El texto concluye con la invitación a ser perfectos como el Padre celestial, mostrando así que la perfección está sobre todo en el amor al otro. San Lucas lo expresa modificando la expresión y diciendo sencillamente “sean compasivos como el Padre celestial es compasivo” (Lc 6, 36).

No sería extraño encontrar personas capaces de ofrecer a Dios grandes sacrificios, soportando hambre, frío y todo tipo de renuncias y privaciones, pero al mismo tiempo llenas de rencor. Por algo decía san Pablo: “Si yo entregara mi cuerpo a las llamas, si no tengo amor no me sirve de nada” (1Cor 13, 3). Y luego explica que ese amor es paciente, no tiene en cuenta el mal recibido, todo lo disculpa (v. 4). Los sacrificios corporales quedan sólo a un nivel superficial, y sólo pueden ser la demostración de una gran fuerza de voluntad, que a Dios no le interesa demasiado. Pero el perdón es algo mucho más grande, mucho más profundo, que no se logra con el esfuerzo de la voluntad, sino con la gracia de Dios, con mucha oración, y con profundas y repetidas motivaciones que apuntan al corazón. Llegar a amar a un enemigo, superando los deseos de venganza, y aceptando que también él tiene derecho a ser feliz, es una obra que supera todo esfuerzo y toda capacidad humana.

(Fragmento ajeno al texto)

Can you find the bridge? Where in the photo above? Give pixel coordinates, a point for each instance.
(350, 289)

Ser perfectos como el Padre Dios también es imposible para una criatura, pero se trata del llamado del Señor a participar de su vida divina, a entrar en la profundidad de su misterio, a dejarse llevar siempre más allá de los pequeños límites del propio corazón.

Oración:

“Jesús, tú que eres modelo perfecto de amor que se entrega a todos y que perdona, dame la gracia de desear la perfección del amor para ser capaz de superar los rencores y los conflictos poniendo el amor sobre todo, respondiendo al mal con el bien”.